Figure 3.

Metformin-regulated noise in the aging epigenetic landscape. Beyond the deterministic model depicted in Figure 2, one should acknowledge that transition states and cell fate decision at branching points of Waddington’s landscape can take place in a discontinuous stochastic manner in which aging noise modulate the probability of transition events.
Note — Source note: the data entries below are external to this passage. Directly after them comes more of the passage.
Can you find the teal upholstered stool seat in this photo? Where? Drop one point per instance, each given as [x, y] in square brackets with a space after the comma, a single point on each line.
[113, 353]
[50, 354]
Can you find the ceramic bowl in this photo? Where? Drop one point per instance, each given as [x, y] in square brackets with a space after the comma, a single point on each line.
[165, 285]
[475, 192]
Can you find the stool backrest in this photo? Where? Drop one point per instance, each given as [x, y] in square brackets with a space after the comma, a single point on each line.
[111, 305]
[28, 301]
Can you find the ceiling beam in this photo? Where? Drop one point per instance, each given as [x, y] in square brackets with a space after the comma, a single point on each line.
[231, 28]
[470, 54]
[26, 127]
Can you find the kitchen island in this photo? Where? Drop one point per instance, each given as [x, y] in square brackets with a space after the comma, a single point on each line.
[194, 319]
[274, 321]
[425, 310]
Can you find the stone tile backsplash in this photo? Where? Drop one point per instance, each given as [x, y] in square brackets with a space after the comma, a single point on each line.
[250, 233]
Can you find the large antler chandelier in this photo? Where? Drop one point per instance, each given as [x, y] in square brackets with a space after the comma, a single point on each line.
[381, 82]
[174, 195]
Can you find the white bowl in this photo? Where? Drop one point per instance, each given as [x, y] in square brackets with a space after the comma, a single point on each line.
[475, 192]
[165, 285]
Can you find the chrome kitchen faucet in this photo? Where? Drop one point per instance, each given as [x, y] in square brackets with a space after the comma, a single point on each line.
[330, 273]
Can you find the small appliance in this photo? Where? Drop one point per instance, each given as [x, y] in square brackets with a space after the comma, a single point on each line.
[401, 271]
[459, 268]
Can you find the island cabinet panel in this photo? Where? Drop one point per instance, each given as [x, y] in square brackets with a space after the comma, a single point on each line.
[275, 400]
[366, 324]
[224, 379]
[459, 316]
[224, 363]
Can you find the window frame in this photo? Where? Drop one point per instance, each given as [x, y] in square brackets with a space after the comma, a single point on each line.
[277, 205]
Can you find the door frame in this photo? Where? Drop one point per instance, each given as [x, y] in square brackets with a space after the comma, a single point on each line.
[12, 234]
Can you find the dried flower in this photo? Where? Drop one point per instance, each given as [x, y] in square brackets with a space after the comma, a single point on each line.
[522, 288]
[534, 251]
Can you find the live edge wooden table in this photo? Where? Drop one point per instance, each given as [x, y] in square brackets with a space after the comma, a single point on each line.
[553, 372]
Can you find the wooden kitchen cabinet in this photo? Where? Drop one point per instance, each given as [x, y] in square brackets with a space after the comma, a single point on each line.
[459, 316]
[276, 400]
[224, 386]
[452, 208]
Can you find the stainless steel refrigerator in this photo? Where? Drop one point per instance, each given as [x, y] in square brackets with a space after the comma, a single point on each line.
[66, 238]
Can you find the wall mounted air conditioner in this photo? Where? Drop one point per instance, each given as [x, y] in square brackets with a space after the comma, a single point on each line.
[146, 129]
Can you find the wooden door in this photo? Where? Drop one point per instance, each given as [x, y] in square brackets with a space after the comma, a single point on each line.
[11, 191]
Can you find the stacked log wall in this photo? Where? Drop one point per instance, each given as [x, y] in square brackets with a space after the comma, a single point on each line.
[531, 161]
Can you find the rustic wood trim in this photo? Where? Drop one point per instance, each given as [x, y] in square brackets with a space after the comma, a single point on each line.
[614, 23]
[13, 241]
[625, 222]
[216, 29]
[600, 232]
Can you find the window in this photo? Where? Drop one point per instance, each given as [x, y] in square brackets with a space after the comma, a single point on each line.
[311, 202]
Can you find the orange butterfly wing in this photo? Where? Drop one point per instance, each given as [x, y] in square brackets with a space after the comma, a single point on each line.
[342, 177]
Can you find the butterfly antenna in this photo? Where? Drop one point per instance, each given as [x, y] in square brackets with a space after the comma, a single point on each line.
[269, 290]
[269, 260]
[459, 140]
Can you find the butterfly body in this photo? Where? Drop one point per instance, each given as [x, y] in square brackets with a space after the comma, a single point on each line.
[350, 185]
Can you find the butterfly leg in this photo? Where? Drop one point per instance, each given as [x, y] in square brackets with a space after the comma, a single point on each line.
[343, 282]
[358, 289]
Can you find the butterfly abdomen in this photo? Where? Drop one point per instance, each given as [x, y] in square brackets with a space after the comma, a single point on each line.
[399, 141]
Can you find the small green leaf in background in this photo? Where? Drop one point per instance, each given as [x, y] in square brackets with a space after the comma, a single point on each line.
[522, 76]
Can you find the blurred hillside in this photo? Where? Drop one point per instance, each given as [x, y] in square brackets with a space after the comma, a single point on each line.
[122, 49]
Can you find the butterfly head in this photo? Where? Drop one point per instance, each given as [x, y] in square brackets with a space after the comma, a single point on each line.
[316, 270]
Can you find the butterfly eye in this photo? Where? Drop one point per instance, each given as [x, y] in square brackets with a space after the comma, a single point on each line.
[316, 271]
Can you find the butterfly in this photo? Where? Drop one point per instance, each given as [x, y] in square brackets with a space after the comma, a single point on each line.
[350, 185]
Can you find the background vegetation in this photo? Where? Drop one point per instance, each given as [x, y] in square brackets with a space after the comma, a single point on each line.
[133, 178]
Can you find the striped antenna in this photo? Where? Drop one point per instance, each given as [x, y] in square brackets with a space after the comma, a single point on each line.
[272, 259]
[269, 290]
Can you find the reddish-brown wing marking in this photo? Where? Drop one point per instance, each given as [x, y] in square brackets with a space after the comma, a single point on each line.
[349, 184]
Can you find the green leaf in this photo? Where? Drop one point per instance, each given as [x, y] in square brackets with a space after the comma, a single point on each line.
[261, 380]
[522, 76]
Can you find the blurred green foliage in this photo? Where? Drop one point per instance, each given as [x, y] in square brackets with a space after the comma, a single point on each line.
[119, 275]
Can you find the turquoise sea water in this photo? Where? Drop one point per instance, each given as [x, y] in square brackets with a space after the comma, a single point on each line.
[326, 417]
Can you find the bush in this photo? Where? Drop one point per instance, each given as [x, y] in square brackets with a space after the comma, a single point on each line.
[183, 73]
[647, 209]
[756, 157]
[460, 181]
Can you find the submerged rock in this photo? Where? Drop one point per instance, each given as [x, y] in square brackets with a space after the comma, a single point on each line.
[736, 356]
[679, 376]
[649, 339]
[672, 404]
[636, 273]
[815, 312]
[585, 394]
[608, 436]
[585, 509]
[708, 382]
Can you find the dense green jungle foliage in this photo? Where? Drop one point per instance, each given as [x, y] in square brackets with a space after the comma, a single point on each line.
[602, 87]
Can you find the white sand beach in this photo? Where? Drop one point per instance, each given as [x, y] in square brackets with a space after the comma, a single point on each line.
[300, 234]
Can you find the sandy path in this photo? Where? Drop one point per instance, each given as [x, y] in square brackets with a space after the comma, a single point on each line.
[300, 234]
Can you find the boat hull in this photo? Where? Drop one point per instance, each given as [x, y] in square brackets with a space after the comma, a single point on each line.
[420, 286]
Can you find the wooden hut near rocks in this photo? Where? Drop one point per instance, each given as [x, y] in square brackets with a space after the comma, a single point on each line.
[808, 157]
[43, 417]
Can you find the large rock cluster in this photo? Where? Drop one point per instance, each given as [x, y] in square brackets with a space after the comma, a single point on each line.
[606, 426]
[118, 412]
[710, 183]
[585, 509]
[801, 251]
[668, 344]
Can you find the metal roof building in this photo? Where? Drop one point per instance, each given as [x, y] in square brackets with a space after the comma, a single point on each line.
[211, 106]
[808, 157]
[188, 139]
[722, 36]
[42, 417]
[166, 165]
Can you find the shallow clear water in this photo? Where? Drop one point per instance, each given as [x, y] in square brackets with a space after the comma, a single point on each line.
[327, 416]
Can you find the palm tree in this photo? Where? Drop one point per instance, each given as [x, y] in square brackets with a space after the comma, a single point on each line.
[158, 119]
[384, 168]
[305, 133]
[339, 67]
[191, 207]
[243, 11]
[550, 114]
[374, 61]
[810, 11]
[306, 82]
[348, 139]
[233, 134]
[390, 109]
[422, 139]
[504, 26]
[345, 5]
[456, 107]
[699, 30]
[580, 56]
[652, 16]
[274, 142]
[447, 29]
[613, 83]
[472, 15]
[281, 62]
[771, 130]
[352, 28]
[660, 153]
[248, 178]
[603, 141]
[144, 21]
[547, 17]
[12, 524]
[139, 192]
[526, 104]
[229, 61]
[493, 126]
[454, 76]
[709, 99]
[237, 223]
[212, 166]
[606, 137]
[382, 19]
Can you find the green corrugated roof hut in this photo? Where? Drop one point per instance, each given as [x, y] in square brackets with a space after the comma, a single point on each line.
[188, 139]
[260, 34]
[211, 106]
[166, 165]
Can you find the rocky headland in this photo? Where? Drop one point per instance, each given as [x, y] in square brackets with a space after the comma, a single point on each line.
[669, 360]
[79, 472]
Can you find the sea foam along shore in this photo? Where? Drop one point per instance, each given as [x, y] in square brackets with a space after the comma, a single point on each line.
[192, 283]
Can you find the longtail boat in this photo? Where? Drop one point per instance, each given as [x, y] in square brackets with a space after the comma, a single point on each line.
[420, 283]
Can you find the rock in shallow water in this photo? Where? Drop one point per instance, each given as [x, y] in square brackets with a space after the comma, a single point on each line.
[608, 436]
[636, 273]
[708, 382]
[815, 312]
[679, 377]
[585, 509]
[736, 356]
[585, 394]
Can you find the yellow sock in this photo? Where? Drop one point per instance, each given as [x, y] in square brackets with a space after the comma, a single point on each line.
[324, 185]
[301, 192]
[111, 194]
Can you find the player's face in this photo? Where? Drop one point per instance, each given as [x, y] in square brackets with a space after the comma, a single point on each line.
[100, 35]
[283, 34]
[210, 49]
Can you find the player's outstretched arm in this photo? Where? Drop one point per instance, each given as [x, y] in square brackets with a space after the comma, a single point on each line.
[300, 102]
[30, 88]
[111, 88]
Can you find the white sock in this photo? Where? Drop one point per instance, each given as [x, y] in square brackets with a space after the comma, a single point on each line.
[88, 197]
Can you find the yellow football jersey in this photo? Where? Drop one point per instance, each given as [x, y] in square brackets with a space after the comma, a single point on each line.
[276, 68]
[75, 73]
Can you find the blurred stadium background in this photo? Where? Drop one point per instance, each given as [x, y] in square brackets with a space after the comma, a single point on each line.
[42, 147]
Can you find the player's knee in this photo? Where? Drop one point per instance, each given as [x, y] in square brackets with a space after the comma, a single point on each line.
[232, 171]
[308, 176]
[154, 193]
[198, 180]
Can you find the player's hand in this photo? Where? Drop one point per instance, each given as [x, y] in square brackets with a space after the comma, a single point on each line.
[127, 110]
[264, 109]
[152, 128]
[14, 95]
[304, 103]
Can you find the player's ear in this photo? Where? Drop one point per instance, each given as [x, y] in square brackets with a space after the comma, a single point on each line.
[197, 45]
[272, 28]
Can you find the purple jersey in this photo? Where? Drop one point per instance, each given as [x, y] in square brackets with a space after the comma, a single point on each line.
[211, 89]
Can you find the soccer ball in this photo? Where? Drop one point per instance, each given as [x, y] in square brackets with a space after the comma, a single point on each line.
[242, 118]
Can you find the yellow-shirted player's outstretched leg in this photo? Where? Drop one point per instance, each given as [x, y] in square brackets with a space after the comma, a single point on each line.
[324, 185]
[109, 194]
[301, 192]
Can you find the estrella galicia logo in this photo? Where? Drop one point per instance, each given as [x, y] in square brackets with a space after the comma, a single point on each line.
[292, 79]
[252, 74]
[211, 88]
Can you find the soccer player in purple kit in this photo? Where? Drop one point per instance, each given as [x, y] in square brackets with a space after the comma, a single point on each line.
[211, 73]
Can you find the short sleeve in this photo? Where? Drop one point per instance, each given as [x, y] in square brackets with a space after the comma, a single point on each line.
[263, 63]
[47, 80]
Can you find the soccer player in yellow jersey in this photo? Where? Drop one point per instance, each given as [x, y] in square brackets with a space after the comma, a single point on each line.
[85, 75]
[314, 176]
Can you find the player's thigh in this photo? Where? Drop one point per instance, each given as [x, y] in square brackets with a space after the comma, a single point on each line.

Crucially, the changing deepness and tallness of the valleys and hills can be governed, at least in part, by changes in the three-dimensional (3D) topology of the (epi)genome including lamina-associated domains (LADs) at the nuclear periphery and promoter–enhancer contacts regulating gene expression within topologically-associated domains (TADs) in the nucleus; such structures, which are continually responding to intra- and extracellular cues during development, differentiation, and tissue homeostasis, affects the contour of the epigenetic landscape itself to modulate the effects of noise [16,17,18,19]. Although unproven, the ability of metformin to regulate the 3D shaping of chromatin topology via maintenance of TADs and LADs would favor a physiological/reparative resolution in response to decreased signal-to-noise ratios in cells/tissues undergoing a smoothing of the epigenetic landscape. Perhaps more importantly, the targeting of the cross-talk between (epi)genomic organizers with metformin might provide key mechanistic insights into 4-dimensional (4D) regulatory changes in (epi)genome architecture, where the 4th dimension is aging time.